This shit never gets old….

Jeff LPH 3, 63-66

How come these peeps telling us that they will commit suicide but are still around crying as well as the hollyweird left saying that they will move to Canada but are still around. They must have a problem getting a moving company or they don’t like the moving rates, because all these shit birds are still here crying.

MSG Eric

Well, they qualify it by having homes in Canada, Europe, maybe even Fiji. That way they can say they’re moving there, when they aren’t talking about how evil and terrible “rich people” are because of how greedy they are for keeping so much money for themselves.

5jc

Barbara Streisand (and others) are false promising to move to Canada again if they (Dems) fail to win the HoR. I had high hopes they would all leave after 2016 but of course they were all lies.

rgr769

Hillary still wants to be president. After the coup, she is going to be coranated or something. She has given up on the electoral college; doesn’t need it once Trump and Pence are hanged as traitors. Anyway, that is how the progs see our future.

streetsweeper

exactly, sir.

5th/77th FA

Excellent post Mi’ Lady; bears to be required reading/study of every snowflake out there. With a quiz afterward. It all goes back to proper home training.

Docduracoat

The Democrats want to abolish the electoral college so that “flyover country” has no voice in the election of the president.
Only the biggest states of California, New York, Texas and Florida would matter.
Is everyone aware the California has instituted a system called jungle primaries, where Republicans don’t appear on the ballot in state and local elections?
Only the top 2 vote getting candidates in the primaries appear on the ballot. That means two Democrats and no Republican in most elections.

5th/77th FA

Go back and look at the 1860 election. “Chicago-Style” politics coming on in a grand scale, possibly the real start of it all. Division between the Douglas Dems and the upstart Lincoln Repubs, going tooth and nail against the New York Tammanary(sp?) Hall (Gov Seymore) (sp?) Stanton and Seward (both on Lincoln’s Cabinet, hating him; Stanton thinking he should of had the nomination) Dan Sickles (NY) getting himself appointed to Command as Brigadier General, moving up to Major Gen @ Corps Command. Not to throw rocks at the good folks of Illinois, but their politicians have sucked and screwed them over for decades. Disclaimer. Have some good friends between Alton and Cahokia. Served with several from Chicago, and the hinterlands.

desert

Every state in the country better watch their polling places, their voting machines, the registrations…all of it, the dumocraps are not above the worst kind of corruption and election fixing! imho

Perry Gaskill

It’s not just that Democrats control the candidates in California, it’s also that Democrats in the Bay Area have a disproportionate influence. Both senators are from San Francisco, as is Nancy Pelosi, and the next governor is likely to be Gavin Newsom who is another former mayor of SF. His soon-to-be predecessor, Jerry “Choo-Choo” Brown is the former mayor of Oakland which can be considered Baja Berkeley.

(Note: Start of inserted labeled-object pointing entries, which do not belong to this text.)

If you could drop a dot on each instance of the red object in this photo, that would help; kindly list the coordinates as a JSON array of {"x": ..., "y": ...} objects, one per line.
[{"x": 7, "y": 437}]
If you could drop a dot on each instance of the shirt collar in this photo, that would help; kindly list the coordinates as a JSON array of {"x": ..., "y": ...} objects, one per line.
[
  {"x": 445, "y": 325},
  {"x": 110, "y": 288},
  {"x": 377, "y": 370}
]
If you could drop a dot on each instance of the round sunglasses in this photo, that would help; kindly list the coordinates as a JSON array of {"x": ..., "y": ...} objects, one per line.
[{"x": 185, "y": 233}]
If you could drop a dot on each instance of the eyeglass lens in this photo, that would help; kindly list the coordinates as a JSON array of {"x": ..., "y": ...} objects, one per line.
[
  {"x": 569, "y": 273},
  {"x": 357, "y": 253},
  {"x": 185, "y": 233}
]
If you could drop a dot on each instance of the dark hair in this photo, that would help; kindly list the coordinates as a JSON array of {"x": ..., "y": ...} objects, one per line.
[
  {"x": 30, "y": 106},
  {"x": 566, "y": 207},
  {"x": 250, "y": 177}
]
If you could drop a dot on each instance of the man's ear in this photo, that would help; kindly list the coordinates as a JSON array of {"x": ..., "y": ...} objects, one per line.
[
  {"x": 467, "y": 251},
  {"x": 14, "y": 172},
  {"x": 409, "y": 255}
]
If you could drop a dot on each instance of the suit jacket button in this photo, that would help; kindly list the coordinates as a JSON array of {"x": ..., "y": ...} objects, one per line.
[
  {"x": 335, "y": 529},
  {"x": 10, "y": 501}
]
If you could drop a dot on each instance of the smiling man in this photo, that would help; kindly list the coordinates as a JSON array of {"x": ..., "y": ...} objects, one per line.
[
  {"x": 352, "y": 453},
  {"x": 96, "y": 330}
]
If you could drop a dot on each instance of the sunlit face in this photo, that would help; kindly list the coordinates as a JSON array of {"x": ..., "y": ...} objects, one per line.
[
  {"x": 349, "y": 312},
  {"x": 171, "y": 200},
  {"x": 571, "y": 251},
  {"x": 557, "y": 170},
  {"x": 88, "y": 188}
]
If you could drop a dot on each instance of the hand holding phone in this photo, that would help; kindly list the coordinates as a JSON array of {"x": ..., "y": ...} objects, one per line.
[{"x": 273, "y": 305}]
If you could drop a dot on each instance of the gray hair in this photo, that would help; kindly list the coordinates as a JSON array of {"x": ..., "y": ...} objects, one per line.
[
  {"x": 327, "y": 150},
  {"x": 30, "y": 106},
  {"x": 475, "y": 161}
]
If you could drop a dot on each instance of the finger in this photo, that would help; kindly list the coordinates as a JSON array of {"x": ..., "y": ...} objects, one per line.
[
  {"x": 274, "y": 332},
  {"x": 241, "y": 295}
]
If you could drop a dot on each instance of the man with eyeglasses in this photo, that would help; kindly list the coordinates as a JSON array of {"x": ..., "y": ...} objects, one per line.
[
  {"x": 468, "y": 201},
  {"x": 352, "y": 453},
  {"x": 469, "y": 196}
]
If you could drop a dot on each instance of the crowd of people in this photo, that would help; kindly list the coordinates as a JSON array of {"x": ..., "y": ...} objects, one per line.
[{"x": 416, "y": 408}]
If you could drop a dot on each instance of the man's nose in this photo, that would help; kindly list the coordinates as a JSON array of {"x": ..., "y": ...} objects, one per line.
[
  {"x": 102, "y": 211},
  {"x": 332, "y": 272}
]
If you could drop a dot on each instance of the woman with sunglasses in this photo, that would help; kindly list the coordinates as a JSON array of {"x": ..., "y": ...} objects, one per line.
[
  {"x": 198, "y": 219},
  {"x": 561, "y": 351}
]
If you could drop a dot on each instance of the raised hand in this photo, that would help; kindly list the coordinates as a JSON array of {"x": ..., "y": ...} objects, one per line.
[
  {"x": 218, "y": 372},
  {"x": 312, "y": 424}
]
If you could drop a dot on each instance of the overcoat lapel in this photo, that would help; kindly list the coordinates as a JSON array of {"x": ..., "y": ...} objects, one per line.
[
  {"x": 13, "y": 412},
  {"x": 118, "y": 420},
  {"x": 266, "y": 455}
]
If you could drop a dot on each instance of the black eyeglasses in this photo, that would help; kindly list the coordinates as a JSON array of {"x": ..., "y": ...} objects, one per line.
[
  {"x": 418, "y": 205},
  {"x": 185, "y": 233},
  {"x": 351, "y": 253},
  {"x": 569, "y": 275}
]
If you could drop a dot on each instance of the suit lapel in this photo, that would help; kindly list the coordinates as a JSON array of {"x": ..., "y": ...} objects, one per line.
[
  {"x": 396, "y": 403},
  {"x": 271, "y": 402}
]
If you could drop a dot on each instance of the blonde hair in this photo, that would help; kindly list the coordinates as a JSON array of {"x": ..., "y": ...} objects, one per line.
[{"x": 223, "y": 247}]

Meaning that even if you’re a moderate Democrat from, let’s say, Modesto, your chances of gaining political stature are slim unless you can appease the Bay Area progressives and eco-radicals. And if you’re a Republican in Orange County, you might as well quit politics and go to work selling used cars.

Anyway you slice it, its pretty much a late-stage political machine.

Such influence also extends to the court system where a majority of California voters can, for example, support the death penalty or a ban on same-sex marriage, but the 9th Circuit, in San Francisco, will almost always overturn those ballot measures which don’t fit a progressive eco-rad agenda.

MSG Eric

Keep in mind, California is also the same state where if you’re infected by HIV and KNOWINGLY pass it on to someone else, that’s perfectly fine now.

The more looney they get, the more downhill the spiral goes. I can’t believe so many companies still have HQs there, except for those that get tax exemptions because they bought the right elected officials a long time ago and keep riding those ponies.

Mason

It’s still illegal, it’s just no longer a felony. Because apparently the incurable HIV and AIDS, though still terminal, are now “treatable”, or some such BS.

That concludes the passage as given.